Orando. É desta forma que muitas das detentas da Cadeia Feminina de Franca têm passado as tardes de sábado. Há quatro anos membros da Igreja Evangélica Assembleia de Deus Missão realizam encontros no local com o objetivo de levar uma palavra de conforto através das leituras da Bíblia. O grupo leva bandas, peças de teatro e outras atividades para reforçar as pregações. As detentas respondem com carinho. A emoção é uma marca desses encontros, onde lágrimas e palavras de agradecimento surgem a todo momento. Em alguns casos, o resultado vai além do conforto nesse momento difícil e algumas delas buscam a igreja mesmo após cumprirem a pena.

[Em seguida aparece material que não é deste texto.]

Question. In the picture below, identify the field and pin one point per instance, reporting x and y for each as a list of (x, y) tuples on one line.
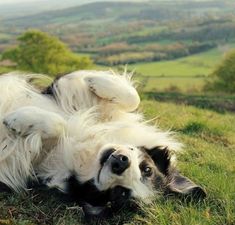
[(196, 65), (208, 159), (173, 47)]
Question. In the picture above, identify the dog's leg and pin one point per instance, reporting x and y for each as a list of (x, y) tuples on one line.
[(31, 120), (114, 88)]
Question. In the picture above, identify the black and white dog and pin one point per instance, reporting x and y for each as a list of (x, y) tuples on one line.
[(82, 136)]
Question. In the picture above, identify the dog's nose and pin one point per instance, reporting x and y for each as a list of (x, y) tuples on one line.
[(119, 163)]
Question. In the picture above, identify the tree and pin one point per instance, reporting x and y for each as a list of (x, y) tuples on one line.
[(223, 77), (41, 53)]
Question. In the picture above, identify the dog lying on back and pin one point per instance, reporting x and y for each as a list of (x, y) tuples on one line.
[(82, 136)]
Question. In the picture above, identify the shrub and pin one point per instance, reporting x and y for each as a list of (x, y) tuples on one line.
[(223, 77), (41, 53)]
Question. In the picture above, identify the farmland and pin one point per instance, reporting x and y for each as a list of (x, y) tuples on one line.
[(173, 47)]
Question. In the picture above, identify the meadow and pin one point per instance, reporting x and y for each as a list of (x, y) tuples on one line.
[(207, 158), (172, 92)]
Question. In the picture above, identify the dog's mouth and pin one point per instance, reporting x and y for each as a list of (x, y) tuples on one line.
[(106, 155), (118, 198)]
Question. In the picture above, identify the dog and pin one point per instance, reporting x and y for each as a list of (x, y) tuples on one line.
[(83, 136)]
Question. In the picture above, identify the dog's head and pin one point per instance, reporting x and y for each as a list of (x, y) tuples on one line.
[(131, 174)]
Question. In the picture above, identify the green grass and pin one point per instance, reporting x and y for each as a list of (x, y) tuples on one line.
[(169, 84), (208, 159), (196, 65)]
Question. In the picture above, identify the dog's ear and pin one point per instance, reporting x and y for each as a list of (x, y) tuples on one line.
[(182, 186), (175, 182)]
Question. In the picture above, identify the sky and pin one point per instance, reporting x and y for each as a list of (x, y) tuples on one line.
[(16, 1)]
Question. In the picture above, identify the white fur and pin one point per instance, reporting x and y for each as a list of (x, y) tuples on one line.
[(51, 137)]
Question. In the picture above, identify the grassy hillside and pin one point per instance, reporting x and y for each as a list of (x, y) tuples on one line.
[(208, 159), (196, 65)]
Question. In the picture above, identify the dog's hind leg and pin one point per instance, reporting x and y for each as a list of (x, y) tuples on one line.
[(33, 120), (114, 88)]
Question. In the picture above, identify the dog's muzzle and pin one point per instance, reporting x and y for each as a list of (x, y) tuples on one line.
[(119, 163)]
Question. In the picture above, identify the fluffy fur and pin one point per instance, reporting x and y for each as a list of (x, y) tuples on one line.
[(72, 134)]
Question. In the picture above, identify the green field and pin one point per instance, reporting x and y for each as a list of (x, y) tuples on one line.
[(196, 65), (208, 159)]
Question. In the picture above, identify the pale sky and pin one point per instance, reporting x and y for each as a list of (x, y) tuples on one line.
[(16, 1)]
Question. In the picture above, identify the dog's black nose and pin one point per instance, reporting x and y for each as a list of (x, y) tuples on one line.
[(119, 163)]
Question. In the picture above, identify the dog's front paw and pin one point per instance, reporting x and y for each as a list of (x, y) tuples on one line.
[(27, 120), (20, 122)]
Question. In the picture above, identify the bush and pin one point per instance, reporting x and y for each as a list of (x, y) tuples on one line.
[(41, 53), (223, 78)]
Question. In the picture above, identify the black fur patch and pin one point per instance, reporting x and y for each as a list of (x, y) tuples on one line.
[(88, 196), (161, 158), (50, 89), (104, 157)]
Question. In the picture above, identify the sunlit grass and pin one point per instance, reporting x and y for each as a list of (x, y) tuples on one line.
[(208, 159)]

O trabalho realizado na cadeia é liderado pelo membro da Igreja Assembleia de Deus do Jardim Palma, Celso Alberto Penha Júnior, 24 anos. “O motivo maior que me impulsiona a realizar este trabalho é devido ao fato da minha mãe ser ex-presidiária. Graças a Deus minha casa foi restaurada. Quero que elas sintam a mesma felicidade que eu. Se conseguir passar isto para uma família que seja, o trabalho já vale a pena.’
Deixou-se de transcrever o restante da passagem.